Onde antes a Nature havia elogiado bastante o trabalho de Suzanne Simard, agora publicava as descobertas de Karst e outros. A reação geral entre os colegas? Karst: "Acho que foi de alívio. O feitiço foi quebrado, por assim dizer. Esta é uma boa notícia para a área, porque abre muitas ideias novas e maneiras alternativas de pensar sobre NMCs."
A excitação em torno da ideia era tão grande que as pessoas queriam vê-la confirmada
A crítica certamente não se dirigia apenas a Simard, mas ele a levou a sério. Ela recentemente apresentou uma refutação não muito convincente. As visões e imagens que apresentava em obras populares e autobiográficas não eram exatamente as mesmas em suas obras científicas. E o público simplesmente precisava de uma formulação saborosa e de fácil assimilação. Mas é claro que você pode se perguntar se, se esse público está tão entusiasmado com isso, não deveria frear em nome do equilíbrio. Simard agora expandiu seu idílio com "A Árvore Mãe" — que deve ser procurada em todas as áreas. Um pouco mais velha, sábia e generosamente protetora, essa árvore absorve muito do seu ambiente sob seus cuidados holísticos. Aliás, ela pode ser hermafrodita, é verdade.
Karst: “Segundo Simard, agora somos ‘reducionistas’ e, portanto, não conseguimos entender como as florestas funcionam porque são muito complexas. E simplesmente temos algo contra o antropomorfismo. Ela e seus colegas publicitários veem a reflexão sobre nossas pesquisas e ideias anteriores como contraditória – como uma fraqueza. É claro que é difícil examinar também nossas próprias pesquisas. Mas se não conseguimos mudar de ideia à luz de novas evidências ou questionamentos de ideias antigas, então não somos cientistas, somos ideólogos.”

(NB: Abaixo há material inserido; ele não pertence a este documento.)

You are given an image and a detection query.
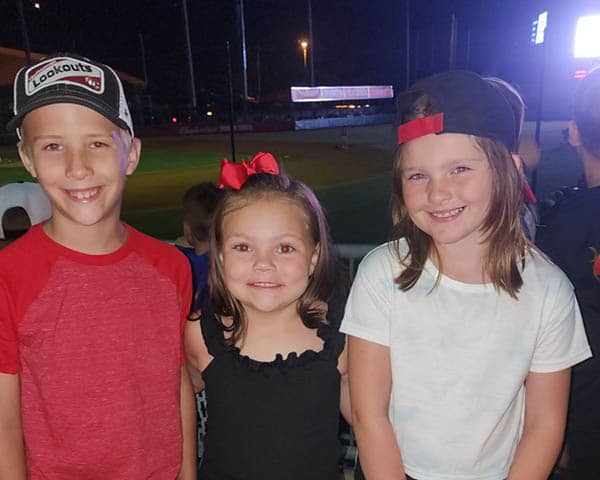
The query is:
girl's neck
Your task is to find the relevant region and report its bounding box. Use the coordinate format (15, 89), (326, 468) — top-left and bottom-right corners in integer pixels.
(429, 243), (490, 284)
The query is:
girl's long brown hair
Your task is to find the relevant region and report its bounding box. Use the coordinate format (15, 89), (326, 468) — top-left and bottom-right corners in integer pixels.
(391, 94), (530, 298)
(208, 173), (337, 346)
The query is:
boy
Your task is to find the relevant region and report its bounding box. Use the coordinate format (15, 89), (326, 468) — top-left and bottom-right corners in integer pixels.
(536, 68), (600, 480)
(0, 54), (195, 480)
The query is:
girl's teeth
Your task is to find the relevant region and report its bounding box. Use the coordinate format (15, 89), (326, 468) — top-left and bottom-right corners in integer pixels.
(73, 189), (98, 200)
(433, 207), (464, 218)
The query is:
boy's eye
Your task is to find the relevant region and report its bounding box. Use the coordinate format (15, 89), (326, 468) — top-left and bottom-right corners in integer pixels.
(42, 143), (60, 152)
(233, 243), (250, 252)
(279, 244), (296, 253)
(452, 166), (471, 173)
(407, 173), (425, 181)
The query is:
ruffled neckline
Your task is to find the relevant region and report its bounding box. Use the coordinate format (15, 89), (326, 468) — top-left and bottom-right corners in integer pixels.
(202, 315), (344, 371)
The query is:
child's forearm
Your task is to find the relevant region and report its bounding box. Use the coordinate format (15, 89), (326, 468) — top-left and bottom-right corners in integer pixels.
(0, 373), (27, 480)
(0, 430), (27, 480)
(177, 365), (198, 480)
(508, 426), (564, 480)
(353, 415), (406, 480)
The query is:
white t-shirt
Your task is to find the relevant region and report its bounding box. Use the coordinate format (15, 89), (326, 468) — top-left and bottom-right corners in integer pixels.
(341, 240), (591, 480)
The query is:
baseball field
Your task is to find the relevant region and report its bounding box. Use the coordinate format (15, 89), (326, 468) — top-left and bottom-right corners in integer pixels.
(0, 122), (582, 244)
(0, 126), (393, 243)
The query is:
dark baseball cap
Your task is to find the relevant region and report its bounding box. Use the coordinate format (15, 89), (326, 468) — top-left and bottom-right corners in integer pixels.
(397, 70), (518, 152)
(7, 53), (133, 136)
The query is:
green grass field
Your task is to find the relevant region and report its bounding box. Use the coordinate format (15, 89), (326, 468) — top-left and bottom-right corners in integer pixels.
(0, 127), (391, 243)
(0, 123), (582, 243)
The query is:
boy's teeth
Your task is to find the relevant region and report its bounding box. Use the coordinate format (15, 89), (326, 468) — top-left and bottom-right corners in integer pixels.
(433, 207), (464, 218)
(73, 188), (98, 200)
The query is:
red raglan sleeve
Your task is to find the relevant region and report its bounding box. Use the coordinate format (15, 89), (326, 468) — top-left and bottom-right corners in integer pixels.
(0, 275), (21, 374)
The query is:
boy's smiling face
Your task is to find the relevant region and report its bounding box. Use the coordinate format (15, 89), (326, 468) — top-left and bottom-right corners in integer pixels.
(18, 103), (141, 240)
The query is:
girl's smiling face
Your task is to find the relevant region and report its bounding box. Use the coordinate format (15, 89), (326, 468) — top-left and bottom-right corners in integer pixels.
(400, 133), (492, 255)
(220, 196), (319, 321)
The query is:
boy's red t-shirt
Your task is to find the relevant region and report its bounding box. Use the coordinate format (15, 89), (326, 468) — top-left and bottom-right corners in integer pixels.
(0, 226), (191, 480)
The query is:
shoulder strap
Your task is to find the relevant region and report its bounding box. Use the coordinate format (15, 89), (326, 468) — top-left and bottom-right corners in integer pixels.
(200, 311), (227, 357)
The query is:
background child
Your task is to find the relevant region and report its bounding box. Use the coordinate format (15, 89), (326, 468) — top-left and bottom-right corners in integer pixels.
(0, 182), (51, 248)
(186, 154), (349, 480)
(342, 71), (590, 480)
(175, 182), (221, 311)
(485, 77), (541, 242)
(175, 182), (221, 461)
(0, 54), (195, 480)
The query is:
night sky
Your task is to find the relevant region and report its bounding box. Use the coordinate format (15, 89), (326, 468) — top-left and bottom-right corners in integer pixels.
(0, 0), (594, 116)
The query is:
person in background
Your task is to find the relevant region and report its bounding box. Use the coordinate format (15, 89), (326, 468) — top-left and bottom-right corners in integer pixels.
(537, 68), (600, 480)
(175, 182), (222, 463)
(0, 182), (51, 248)
(175, 182), (221, 312)
(485, 77), (540, 242)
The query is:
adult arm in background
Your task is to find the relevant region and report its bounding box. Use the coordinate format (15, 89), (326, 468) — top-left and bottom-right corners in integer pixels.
(338, 337), (352, 425)
(508, 368), (571, 480)
(348, 336), (406, 480)
(184, 320), (212, 392)
(0, 373), (27, 480)
(177, 363), (198, 480)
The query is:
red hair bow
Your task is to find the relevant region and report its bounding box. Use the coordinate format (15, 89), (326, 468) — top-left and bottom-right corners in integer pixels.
(219, 152), (279, 190)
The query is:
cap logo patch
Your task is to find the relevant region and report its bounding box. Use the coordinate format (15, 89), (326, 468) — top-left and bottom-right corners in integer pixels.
(25, 57), (104, 96)
(398, 113), (444, 145)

Parece prematuro afirmar que as árvores reconhecem parentes, se comunicam ou enviam recursos. A arquitetura de comunicação dos humanos não conseguiu medir a das árvores. “Tem sido fascinante observar a disseminação da teia florestal em diversas mídias. O que é preocupante é a raridade com que essa ideia foi contestada em geral. Então, sim, em última análise, trata-se de mais do que apenas a ciência em si. Mostramos como o viés de confirmação, asserções não verificadas e relatos crédulos podem distorcer facilmente os resultados de pesquisas, tornando-os irreconhecíveis ao longo do tempo. Isso deve servir de alerta para cientistas e jornalistas.”